Helmut Haller alzò lo sguardo verso la cameriera che gli sorrideva porgendogli il menu dei dolci.
– Lei è di qua? Avrei bisogno di parlare con qualcuno che era qui quando al posto di questo albergo c’era ancora un rascard.
– Se aspetta che finisca il turno l’accompagno da mia nonna, sta qui vicino.

La donna posò su di lui uno sguardo velato dalla vecchiezza e intrecciò le dita nodose sulla tavola.
– Sto cercando notizie di una famiglia che viveva qui prima della guerra, venivano da Messina. I genitori, due ragazzetti e una ragazza più grande.
– Certo che li ricordo. Venivano qui tutti gli anni. Una famiglia per bene, ma disgraziata. Quella ragazza così brava… chi se l’aspettava una cosa così. Lei lo sa, vero, che ci fu uno scandalo perché risultò che aspettava un bambino senza essere sposata? Cosa vuole sapere?
– Cosa è stato di lei?
– Si sa ben poco. Quando lo stato in cui era è diventato chiaro a tutti c’era un gran mormorare in paese. Si pensò al ragazzo tedesco che occupava una stanza dai torinesi. Se n’era andato di corsa un mattino senza salutare nessuno. Ma lei no e no, a dire che non c’entrava niente. Mai una parola di più, mai una lacrima, ma quando si trattava di difenderlo era inflessibile. In compenso la madre era disperata. E quanto si dannava, povera donna, per non aver vigilato abbastanza sulla figlia. Spesso si sentiva che la insultava e minacciava di farla rinchiudere. Finché una mattina quella ha preso la corriera ed è partita dicendo che andava incontro agli americani. Penso che invece volesse tornare dal padre. Pazza.

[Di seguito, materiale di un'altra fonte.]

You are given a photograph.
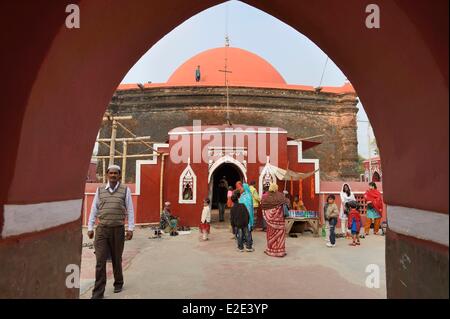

– E poi? Che si è saputo ancora?
– Le voci dicevano tante cose. Notizie certe poche, anche perché la famiglia smise di salire per le vacanze. Si diceva che avesse sposato un americano e fosse finita ad allevare cavalli in un ranch del Montana, qualcuno diceva che si era chiusa in un convento. Poi un giorno ricomparve da queste parti uno dei fratelli con la famiglia. Si era fatto un uomo tanto grasso quanto taciturno. Ma la moglie era una che parlava. Ci disse che sua cognata, non si sa come, era riuscita ad arrivare a Messina, ma il padre non aveva voluto vederla. Dormiva alla stazione finché non le si sono rotte le acque. Lei non reagiva più, era come se non le interessasse niente. Quando hanno visto che perdeva sangue l’hanno caricata su un carro e l’hanno portata in ospedale, ma non c’è stato nulla da fare. Il bambino è nato morto e dopo qualche giorno se n’è andata anche lei. Ha lasciato una specie di diario in cui racconta tutta la storia e sembra che parli pure di Entrè̀ves. L’ha conosciuta?
Helmut Haller pareva avvolto nei suoi pensieri come se non vedesse e non sentisse.
– Ha conosciuto mica la famiglia? Brave persone, neh?
– No. Me ne parlava un amico che è stato in vacanza qui prima della guerra. Diceva che la ragazza aveva un grande talento per la musica, me ne parlava molto bene. Peccato che sia andata così.
– Si fanno tante cose sbagliate nella vita. Per alcune c’è un rimedio, per altre no. Però bisognerebbe saperlo che c’è un rimedio. Bisognerebbe. Lei non crede?
Helmut Haller annuì, si alzò e aprì la porta per uscire. In quel momento la nipote entrò nella stanza con il figlio in braccio.
– Signor Haller, perché non si ferma a mangiare qualcosa con noi? Niente di speciale, roba alla buona. Se si accontenta. Giusto un minestrone con un po’ di mocetta e un bicchiere di Fumin.